January 2022 \ Diaspora News \ NEIGHBORHOOD: OPINION

By Asad Mirza

Back then, Maldivian chief of defence forces, Major-General Abdulla Shamaal had said that while the Indian government had indicated that it would provide grant assistance for this project, there were no plans of any Indian naval base in the country. Fourthly, in 2016, an Action Plan between India and the Maldives was signed for ‘defence cooperation’ to enhance “shared strategic and security interests of the two countries in the Indian Ocean region”.

In 2016 when anti-India sentiments were at their peak and the bilateral relations were at their worst against the perceived military presence of Indian forces in Maldives, the Yameen government had asked India to take back these helicopters and refused to extend the term of the agreement that would extend their stay and use in the country.

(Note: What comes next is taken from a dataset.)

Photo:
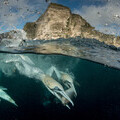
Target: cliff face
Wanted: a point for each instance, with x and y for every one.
(59, 22)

Observers say that one of the main reasons behind the ‘India Out’ campaign was rooted in this controversy surrounding the ALF choppers and India’s reported refusal to take them back. During the Yameen-era, India had looked on in concern as the Maldives began to develop stronger ties with China and its Belt and Road Initiative.

By 2018 when Ibrahim Mohamed Solih assumed office, he immediately renegotiated these agreements, extending the stay and use of these choppers in the country. The Solih government’s visibly warm relations with India have only served to fuel anti-India sentiment in the country.